The reasons for the dramatic increase in trust purchases are myriad. A few include the fact that tax and transparency laws are changing rapidly, as well as that a huge wealth transfer is unfolding across the country.
The most obvious reason for the activity, however, is the exorbitant price of homes in Manhattan; the median sales price in the borough was $1.1 million, according to Miller Samuel.
“It’s hard to be self made and buy property without generational wealth,” Serhant agent Peter Zaitzeff told Bloomberg. “You need to make or have a lot of money to be here.”
One luxury broker for Douglas Elliman reported that as much as 60 percent of her sales last year involved parents buying for children and 40 percent of those deals featured trusts, which also offer the opportunity for more anonymity than limited liability companies in the state.

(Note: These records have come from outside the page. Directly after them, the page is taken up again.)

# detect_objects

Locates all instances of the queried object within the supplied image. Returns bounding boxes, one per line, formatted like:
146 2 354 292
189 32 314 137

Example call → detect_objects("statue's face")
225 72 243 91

There are specific neighborhoods where trusts are more present, though no neighborhood is immune. A third of condo sales involving trusts in Manhattan last year unfolded in Soho, Tribeca and the West Village, according to Attom.
The trend likely won’t end soon as New Yorkers without generational wealth continue to be priced out of the market. A recent report from Knight Frank found that inheritors of massive wealth are interested in luxury real estate more than anything else.